Now that Ruth has realized what her passion is, she is doing what she has always done, her job, with a new energy and vitality. Are you living your passion? What is it about what you are doing with your life that makes you feel good? Is it your work, a hobby, a volunteer effort? What are the characteristics about it that makes you feel good? What keeps you doing it? Take a look at the clues around you that you have been living your passion, in some form or another.
It’s no good running a pig farm
badly for thirty years while saying,
‘Really I was meant to be a ballet dancer.’
By that time, pigs will be your style.
Quentin Crisp
Cheryl Richardson offered several tips to help you find your passion:
- Play Detective:
- You only need to pay attention to the clues that surround you each day. Consider these examples:
- Books – Take a moment and check out your bookcase. Books will provide many clues about what inspires you most.
- News – Look for patterns in what you are drawn to in the newspapers, certain kinds of stories that pulls at your heartstrings or fills you with triumphant hope.
- Movies – What movies have inspired you? Are there certain movies that you watch over and over again? Why? Once again, look for common themes.
- Scrapbooks or Memory Boxes — What clues to your passion have you kept locked away in a storage place? Are their clues to things you once were passionate about stuck in scrapbooks or boxes with memorabilia. Why not clean a closet, attic or two and see what clues you find from your past?
- Passionate People – Who are the passionate people in your life? Is there someone you can think of, right now, who inspires your passion?

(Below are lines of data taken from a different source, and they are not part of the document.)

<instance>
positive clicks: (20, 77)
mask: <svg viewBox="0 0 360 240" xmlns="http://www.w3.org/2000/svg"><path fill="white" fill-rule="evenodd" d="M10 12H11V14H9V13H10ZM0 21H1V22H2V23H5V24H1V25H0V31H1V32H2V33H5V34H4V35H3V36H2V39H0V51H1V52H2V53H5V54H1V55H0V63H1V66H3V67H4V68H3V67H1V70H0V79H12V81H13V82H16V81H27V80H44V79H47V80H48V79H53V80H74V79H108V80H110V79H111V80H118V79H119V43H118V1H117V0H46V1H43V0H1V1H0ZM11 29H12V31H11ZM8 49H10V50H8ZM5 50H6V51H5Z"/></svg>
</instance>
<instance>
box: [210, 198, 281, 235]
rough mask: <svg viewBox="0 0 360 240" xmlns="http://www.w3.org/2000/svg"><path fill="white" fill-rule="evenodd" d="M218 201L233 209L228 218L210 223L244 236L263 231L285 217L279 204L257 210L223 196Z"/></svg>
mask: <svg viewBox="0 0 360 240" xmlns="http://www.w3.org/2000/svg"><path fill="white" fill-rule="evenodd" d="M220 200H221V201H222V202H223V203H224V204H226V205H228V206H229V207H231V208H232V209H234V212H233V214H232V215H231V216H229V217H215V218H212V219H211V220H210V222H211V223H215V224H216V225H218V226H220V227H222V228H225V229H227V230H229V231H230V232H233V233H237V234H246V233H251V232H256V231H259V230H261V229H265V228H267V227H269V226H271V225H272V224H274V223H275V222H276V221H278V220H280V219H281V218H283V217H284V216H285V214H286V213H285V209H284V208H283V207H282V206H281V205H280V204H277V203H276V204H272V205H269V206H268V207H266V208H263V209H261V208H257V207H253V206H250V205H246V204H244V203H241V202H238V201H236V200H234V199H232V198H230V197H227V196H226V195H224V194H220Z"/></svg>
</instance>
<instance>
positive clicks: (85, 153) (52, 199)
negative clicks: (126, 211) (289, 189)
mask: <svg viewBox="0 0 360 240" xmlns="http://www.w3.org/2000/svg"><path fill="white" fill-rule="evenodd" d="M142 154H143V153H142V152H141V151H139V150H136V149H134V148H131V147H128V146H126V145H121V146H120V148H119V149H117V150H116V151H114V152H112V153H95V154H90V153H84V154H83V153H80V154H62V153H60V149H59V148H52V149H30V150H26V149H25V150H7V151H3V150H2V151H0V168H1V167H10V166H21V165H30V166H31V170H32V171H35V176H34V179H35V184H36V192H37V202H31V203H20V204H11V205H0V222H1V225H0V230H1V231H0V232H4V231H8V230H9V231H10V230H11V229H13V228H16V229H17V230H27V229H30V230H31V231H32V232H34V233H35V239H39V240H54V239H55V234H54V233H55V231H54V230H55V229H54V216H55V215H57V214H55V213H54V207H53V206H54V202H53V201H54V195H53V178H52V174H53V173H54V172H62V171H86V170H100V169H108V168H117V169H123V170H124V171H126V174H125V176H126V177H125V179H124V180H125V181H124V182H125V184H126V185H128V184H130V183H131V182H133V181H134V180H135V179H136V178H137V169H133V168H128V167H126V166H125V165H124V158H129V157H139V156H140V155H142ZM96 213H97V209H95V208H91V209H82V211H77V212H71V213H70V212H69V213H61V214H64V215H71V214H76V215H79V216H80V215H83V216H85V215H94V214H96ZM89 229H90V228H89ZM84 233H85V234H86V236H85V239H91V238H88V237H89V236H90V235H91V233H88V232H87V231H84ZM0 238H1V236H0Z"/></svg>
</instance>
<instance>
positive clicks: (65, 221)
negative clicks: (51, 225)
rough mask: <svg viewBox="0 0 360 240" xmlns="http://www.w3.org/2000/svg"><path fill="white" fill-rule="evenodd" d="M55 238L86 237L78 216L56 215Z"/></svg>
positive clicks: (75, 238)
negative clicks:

- Service – Have you overcome a major challenge in your life? Could you use this knowledge and experience to serve others? Being there for those in need can be a powerful way to experience passion.
- Brainstorming Sessions:
- One of the best ways to determine your first steps and search through the possibilities is by calling upon the wisdom of others. A brainstorming session will give you new ideas, great resources and plenty of energy to get started. Use your small groups to do some serious brainstorming.
- Pay attention to the clues
- Notice your intuition, the hints and clues within yourself. Trust a hunch to call a certain person, a surprise suggestion from a friend, or a great idea that you stumble upon in a magazine. Act on these clues – they will open doors to your next step!
The Life Makeovers year long project has completed in Tel Aviv with Lorelle VanFossen and Ruth Alfi, but you can get involved or start your own group through the author of the book, Life Makeovers, Cheryl Richardson.